It’s important to consider ‘the human’ whilst designing; we as humans have a variety of capabilities and ultimately have limitations too. In this week’s session we realise that designers must approach tasks with the understanding of both perceptive and cognitive capabilities that users may have.
We learnt that perception mainly consists of our senses – these include vision, auditory, olfactory, haptic/tactile and gustatory. An interesting point raised was that our senses often work together, but vision as our primary sense can often trick us. An example we viewed showed a man repeating the word ‘bar’ to camera, this was then replaced with a clip of the man mouthing ‘far’ but to the sound of him recalling ‘bar’. Although we were told what was happening, our brains were still tricking us into hearing ‘far’ due to our overpowering vision sense.
Moving on to our first task we researched memory and learning, we revisited the reading: Psychologists View Of UX Design and drew conclusions and possible design recommendations from this. We found that memory was quite a difficult task to review as we often found ourselves crossing paths with ‘attention’. Our main points consisted of utilising reminders, grouping content into easily digestible chunks and limiting text line length.
We produced a simple slide-show and each took turns to present. We concluded by showing examples of good and bad design for memory/learning.

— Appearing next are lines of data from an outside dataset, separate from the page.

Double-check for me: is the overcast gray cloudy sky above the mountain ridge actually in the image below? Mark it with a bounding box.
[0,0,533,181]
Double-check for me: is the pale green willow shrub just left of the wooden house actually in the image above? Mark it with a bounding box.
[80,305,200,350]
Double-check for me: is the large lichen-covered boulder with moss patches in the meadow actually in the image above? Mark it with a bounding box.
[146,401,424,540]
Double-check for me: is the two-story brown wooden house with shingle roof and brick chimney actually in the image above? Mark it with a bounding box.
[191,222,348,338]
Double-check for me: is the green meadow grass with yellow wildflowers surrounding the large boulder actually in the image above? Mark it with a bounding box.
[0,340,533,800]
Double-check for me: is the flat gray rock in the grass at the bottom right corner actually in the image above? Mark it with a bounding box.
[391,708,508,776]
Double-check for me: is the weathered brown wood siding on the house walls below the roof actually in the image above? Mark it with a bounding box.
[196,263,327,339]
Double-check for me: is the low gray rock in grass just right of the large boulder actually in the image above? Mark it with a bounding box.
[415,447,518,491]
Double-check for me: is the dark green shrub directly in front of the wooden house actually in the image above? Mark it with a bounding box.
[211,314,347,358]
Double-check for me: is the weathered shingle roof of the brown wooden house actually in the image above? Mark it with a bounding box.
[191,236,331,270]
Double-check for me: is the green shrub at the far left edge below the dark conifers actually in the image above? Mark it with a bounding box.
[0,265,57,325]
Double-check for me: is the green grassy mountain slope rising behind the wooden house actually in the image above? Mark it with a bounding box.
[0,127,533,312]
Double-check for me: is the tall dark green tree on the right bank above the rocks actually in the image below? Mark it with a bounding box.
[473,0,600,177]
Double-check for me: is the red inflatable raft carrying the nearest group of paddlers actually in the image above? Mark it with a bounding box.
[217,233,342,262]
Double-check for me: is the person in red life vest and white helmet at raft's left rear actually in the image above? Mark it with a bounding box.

The second task we found more challenging (perhaps as we were over-questioning the actual potential of these ideas), brainstorming ideas for possible Extended Mind, Neuroplasticity or Brain-Computer Interface (BCI) products. One of our examples was for a BCI electric wheelchair controlled entirely by thought to navigate. Another was an extended mind ear-piece which could record and playback either music or conversations or even important information you would need to remember.